Drift (1992) - two channel fixed media
Transformation as a principle
Drift accumulated around a series of concerns which were brought into focus by the title. One of the initial forming principles was that the material of the work would gradually change from performance to performance. In this manner the identity of the work (insofar as this could be regarded as being congruent with the material) would drift, and it would therefore become a possibility that after a notional thirty performances the work might contain none of the material with which it had been initially released. On one level this was intended to be a play with the Derridan concept of ‘undecidability’, one of the key concepts of deconstruction, in which it is acknowledged that the final form of any text is always also an acknowledgement of what has been excluded, and that what has been excluded may be just as pertinent to any ‘meaning’ ascribed to the text as what is included. As the immense body of work which does not make its way into a completed ‘text’ (the hidden 90% of the iceberg) had been a matter of concern and interest to me in earlier works, this seemed to provide a theoretical framework in which the arbitrary finality of producing ‘a work’ with ‘an identity’ might be problematised in an interesting manner. This sense of arriving at meaning ‘against the grain’ seemed also to be embedded in the idea of ‘drift mining’, a manner of approaching the seam of the material slowly, at a tangent. Formally speaking, different 'seams' of material surface as the piece progresses, as though cutting through dense layers at a shallow angle. This linked with the original compositional intention in that the material could be 'mined' from different angles and from different entry points, resulting in a series of realisations some of which might conceivably contain no common material.

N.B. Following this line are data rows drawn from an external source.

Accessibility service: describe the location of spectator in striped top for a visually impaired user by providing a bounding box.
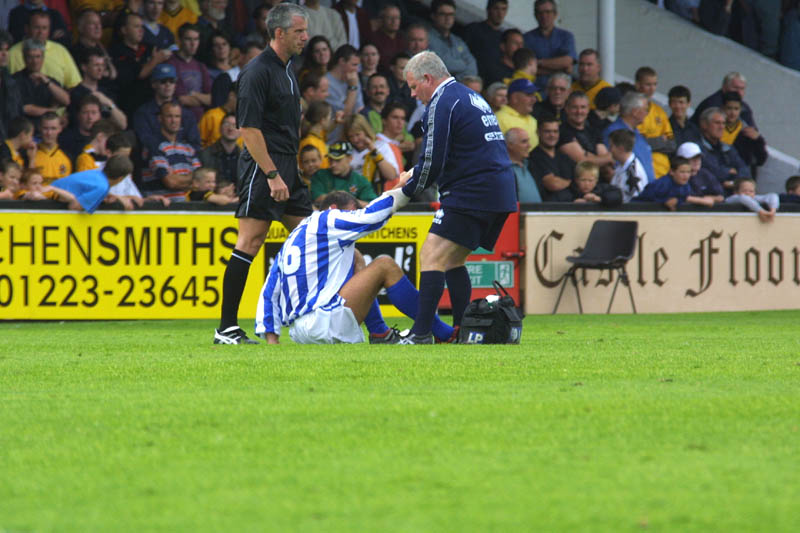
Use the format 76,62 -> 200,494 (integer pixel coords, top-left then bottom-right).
142,102 -> 200,201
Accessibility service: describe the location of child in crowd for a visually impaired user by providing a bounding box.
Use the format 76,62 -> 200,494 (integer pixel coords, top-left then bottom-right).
779,176 -> 800,204
549,161 -> 622,207
725,178 -> 780,222
667,85 -> 702,146
722,91 -> 768,176
503,48 -> 542,102
311,142 -> 378,207
52,155 -> 133,213
33,111 -> 72,185
214,180 -> 236,198
601,130 -> 647,203
186,167 -> 238,205
636,155 -> 714,211
298,101 -> 334,168
0,159 -> 22,200
75,119 -> 117,172
16,168 -> 81,207
344,113 -> 398,193
675,142 -> 725,203
298,144 -> 322,188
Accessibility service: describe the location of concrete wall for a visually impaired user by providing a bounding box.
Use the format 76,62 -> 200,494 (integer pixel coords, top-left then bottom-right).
458,0 -> 800,191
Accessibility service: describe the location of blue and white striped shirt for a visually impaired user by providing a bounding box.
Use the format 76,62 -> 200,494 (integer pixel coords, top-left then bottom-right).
256,190 -> 408,335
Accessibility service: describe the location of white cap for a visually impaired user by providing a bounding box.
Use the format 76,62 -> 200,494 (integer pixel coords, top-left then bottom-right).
675,143 -> 703,159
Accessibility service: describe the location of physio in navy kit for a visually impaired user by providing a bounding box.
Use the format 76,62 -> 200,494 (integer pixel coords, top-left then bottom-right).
214,4 -> 312,344
401,51 -> 517,344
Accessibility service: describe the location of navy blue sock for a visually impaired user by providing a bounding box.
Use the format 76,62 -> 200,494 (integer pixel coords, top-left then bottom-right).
411,270 -> 444,335
444,265 -> 472,326
386,276 -> 453,340
364,298 -> 389,333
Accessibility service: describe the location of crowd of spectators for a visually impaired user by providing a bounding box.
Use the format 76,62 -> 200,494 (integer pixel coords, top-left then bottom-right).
0,0 -> 797,216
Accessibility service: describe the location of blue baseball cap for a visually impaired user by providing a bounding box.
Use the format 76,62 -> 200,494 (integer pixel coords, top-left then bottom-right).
150,63 -> 178,81
508,78 -> 536,96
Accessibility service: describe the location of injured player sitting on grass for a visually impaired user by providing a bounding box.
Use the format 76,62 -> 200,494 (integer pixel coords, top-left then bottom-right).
256,171 -> 453,344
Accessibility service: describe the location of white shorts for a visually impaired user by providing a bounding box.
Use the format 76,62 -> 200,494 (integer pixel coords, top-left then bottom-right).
289,305 -> 364,344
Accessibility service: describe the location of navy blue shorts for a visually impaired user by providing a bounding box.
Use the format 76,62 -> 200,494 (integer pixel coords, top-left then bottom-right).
430,207 -> 508,250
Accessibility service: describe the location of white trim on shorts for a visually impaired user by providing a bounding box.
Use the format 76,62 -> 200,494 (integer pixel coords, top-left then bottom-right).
289,304 -> 364,344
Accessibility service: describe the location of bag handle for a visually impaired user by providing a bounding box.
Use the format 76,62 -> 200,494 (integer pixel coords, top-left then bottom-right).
492,280 -> 511,297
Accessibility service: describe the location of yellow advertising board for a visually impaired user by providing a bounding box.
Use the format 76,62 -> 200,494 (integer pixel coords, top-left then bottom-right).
0,211 -> 433,320
523,212 -> 800,314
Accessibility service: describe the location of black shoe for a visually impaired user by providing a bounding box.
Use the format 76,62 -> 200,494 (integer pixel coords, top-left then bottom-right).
369,328 -> 400,344
214,326 -> 258,344
396,330 -> 434,344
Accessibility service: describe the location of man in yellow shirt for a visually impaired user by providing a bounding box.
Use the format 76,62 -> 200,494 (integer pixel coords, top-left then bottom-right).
497,78 -> 539,154
572,48 -> 611,109
635,67 -> 676,179
158,0 -> 197,42
33,111 -> 72,185
8,12 -> 81,90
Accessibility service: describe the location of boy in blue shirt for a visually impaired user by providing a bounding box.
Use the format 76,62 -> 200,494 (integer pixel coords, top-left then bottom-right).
51,155 -> 133,214
635,156 -> 714,211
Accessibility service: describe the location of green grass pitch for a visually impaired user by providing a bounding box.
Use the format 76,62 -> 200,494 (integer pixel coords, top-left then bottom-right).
0,311 -> 800,533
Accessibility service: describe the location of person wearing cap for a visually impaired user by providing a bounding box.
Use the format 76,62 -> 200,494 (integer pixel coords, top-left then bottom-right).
675,142 -> 725,203
311,141 -> 378,207
497,78 -> 539,154
523,0 -> 578,83
572,48 -> 611,109
133,63 -> 200,149
558,91 -> 613,167
667,85 -> 702,146
587,87 -> 622,132
484,81 -> 508,115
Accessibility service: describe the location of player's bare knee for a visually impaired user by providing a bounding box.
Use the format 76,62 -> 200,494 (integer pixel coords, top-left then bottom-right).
353,250 -> 367,272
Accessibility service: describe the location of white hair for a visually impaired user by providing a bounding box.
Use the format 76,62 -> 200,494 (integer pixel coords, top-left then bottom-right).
403,50 -> 450,80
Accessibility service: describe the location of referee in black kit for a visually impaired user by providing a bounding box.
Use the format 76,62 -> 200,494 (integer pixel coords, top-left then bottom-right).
214,4 -> 312,344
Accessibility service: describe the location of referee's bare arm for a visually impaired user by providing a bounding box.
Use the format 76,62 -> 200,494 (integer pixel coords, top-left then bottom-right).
239,127 -> 289,202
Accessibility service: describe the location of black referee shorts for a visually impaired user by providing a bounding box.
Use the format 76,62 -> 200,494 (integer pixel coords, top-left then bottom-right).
236,152 -> 313,222
430,207 -> 508,250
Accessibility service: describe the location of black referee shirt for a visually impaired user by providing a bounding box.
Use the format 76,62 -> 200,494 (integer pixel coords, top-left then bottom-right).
236,46 -> 300,155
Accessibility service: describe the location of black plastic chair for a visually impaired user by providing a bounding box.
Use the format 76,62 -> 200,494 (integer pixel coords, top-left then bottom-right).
553,220 -> 639,314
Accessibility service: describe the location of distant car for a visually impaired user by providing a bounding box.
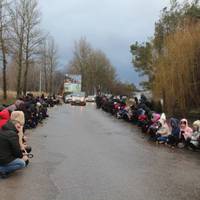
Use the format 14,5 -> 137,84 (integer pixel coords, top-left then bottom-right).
71,92 -> 86,106
86,95 -> 96,102
64,94 -> 72,103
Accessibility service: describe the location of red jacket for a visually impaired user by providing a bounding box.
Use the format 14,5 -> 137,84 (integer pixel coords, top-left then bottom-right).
0,109 -> 10,128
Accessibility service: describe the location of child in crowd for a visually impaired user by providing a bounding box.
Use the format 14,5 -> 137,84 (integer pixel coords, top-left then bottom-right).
156,113 -> 170,143
167,118 -> 180,147
189,120 -> 200,151
178,119 -> 193,148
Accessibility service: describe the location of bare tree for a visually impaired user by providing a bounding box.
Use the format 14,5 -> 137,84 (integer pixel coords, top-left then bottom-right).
23,0 -> 43,95
9,0 -> 27,97
0,0 -> 9,99
47,37 -> 58,95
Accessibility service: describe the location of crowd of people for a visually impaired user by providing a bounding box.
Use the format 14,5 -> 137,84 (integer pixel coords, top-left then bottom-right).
96,95 -> 200,151
0,93 -> 60,178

On a more personal level the idea of Drift grew out of an abiding interest in the work of visual artist Tom Phillips, for whom the concept of ‘series’ works has been a lifelong pursuit, and in particular of his work A Humument: a ‘treated’ Victorian novel (Phillips, 1980) in which each limited reprinting contains newly transformed pages, and omits some earlier material.

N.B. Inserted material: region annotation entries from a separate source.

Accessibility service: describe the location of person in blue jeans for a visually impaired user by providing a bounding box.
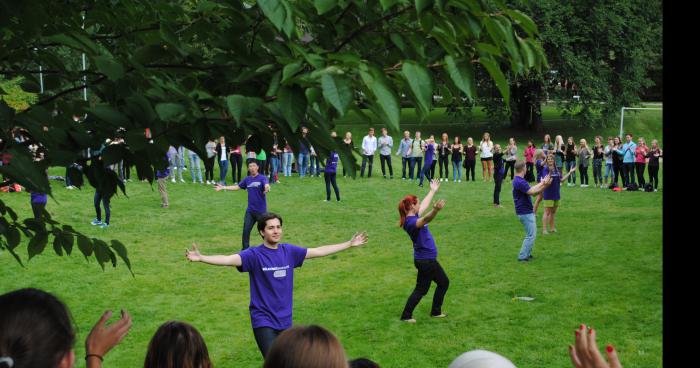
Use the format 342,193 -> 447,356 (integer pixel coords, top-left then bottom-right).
214,161 -> 270,250
616,133 -> 637,187
185,213 -> 367,357
418,135 -> 435,187
216,136 -> 228,185
399,179 -> 450,323
513,160 -> 552,262
188,150 -> 204,184
297,127 -> 311,178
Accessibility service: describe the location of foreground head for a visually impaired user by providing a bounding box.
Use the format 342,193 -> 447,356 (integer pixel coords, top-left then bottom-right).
263,325 -> 348,368
350,358 -> 380,368
399,194 -> 419,227
448,350 -> 515,368
143,321 -> 212,368
258,212 -> 282,244
0,289 -> 75,368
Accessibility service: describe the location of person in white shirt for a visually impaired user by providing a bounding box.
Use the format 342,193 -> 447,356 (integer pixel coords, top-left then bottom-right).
360,128 -> 377,178
479,133 -> 493,181
377,128 -> 394,179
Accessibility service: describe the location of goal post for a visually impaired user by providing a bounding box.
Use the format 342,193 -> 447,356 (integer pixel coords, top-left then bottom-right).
620,106 -> 664,137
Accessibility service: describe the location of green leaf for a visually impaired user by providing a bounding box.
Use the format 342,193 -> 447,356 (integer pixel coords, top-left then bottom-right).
27,231 -> 49,259
479,57 -> 510,103
93,55 -> 124,80
111,240 -> 134,275
314,0 -> 338,15
360,69 -> 401,131
156,102 -> 186,122
379,0 -> 399,11
416,0 -> 435,14
5,226 -> 20,249
321,74 -> 353,116
401,61 -> 433,113
506,9 -> 538,36
281,61 -> 304,84
277,86 -> 307,131
78,234 -> 93,259
445,55 -> 476,100
226,95 -> 263,124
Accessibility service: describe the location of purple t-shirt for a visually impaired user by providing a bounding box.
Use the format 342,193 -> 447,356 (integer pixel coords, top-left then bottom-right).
542,166 -> 562,201
238,243 -> 307,330
513,175 -> 534,215
323,151 -> 340,174
425,144 -> 435,166
403,216 -> 437,260
238,174 -> 268,213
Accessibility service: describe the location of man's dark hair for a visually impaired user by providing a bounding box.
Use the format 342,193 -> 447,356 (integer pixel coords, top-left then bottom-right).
258,212 -> 282,237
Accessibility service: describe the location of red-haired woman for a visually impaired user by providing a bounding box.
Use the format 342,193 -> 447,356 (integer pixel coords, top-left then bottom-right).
399,180 -> 450,323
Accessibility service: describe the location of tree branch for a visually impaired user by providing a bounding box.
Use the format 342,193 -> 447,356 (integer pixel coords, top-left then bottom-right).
333,6 -> 413,53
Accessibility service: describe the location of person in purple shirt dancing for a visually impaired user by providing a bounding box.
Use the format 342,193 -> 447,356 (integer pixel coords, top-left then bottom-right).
323,144 -> 340,202
513,160 -> 552,262
185,213 -> 367,357
214,161 -> 270,250
399,179 -> 450,323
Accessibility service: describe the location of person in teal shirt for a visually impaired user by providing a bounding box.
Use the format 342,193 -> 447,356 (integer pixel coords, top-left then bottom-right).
616,133 -> 637,187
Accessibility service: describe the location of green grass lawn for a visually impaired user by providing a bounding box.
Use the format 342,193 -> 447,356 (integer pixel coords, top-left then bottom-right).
0,161 -> 663,367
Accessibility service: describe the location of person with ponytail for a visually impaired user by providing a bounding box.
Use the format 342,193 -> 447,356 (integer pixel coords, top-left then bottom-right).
0,288 -> 131,368
399,180 -> 450,323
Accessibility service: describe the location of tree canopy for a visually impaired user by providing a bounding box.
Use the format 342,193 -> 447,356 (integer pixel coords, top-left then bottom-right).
0,0 -> 546,267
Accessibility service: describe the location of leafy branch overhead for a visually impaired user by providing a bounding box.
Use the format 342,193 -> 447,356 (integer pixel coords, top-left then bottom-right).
0,0 -> 546,268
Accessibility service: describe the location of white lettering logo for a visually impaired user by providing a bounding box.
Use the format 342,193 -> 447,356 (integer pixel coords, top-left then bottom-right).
272,270 -> 287,279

Another concern within ˜Driftˇ was that the piece would exhibit temporal ‘drift’ at all levels – a sort of structural self-similarity, from the formal level already mentioned – its status as a work – downwards to the microsonic level. The characteristic mode of movement between different sections of the piece is relaxed, and the transformations of sound material which occur within it are predominantly gradual (drifting). New sounds accrete to existing ones, or become detached, in a manner reminiscent of drifting snow (spindrift). Although not a primary consideration, Guy Debord’s notion of the derive – a psychogeographic technique of spontaneous ‘passage through various ambiences’ – often associated with urban landscapes - also informed the compositional process, ‘drift’ being the nearest term in English for derive.

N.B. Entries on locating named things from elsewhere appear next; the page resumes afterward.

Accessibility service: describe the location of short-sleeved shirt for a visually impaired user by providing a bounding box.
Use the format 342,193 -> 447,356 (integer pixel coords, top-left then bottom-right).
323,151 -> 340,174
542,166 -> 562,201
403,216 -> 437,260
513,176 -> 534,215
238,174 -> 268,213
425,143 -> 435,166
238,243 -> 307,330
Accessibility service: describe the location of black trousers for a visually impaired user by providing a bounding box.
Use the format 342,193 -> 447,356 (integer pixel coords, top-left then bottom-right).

In a sort of inbuilt commentary on the work’s play with the then current notions of contingency of meaning, the occurrence of the title in the colloquial phrase “do you catch my drift?”, proved sufficiently familiar to be identified unprompted by several anglophone audience members at a performance in Arras, France. Finally, in an ironic twist of fate which underlines the powerlessness of compositional intention in the face of the social consolidation of a musical work Drift was selected for the 1991 ˜Prix International Noroit/Léonce Petitotˇ, and its subsequent release on CD fixed its identity in a manner substantially at odds with its initial conception.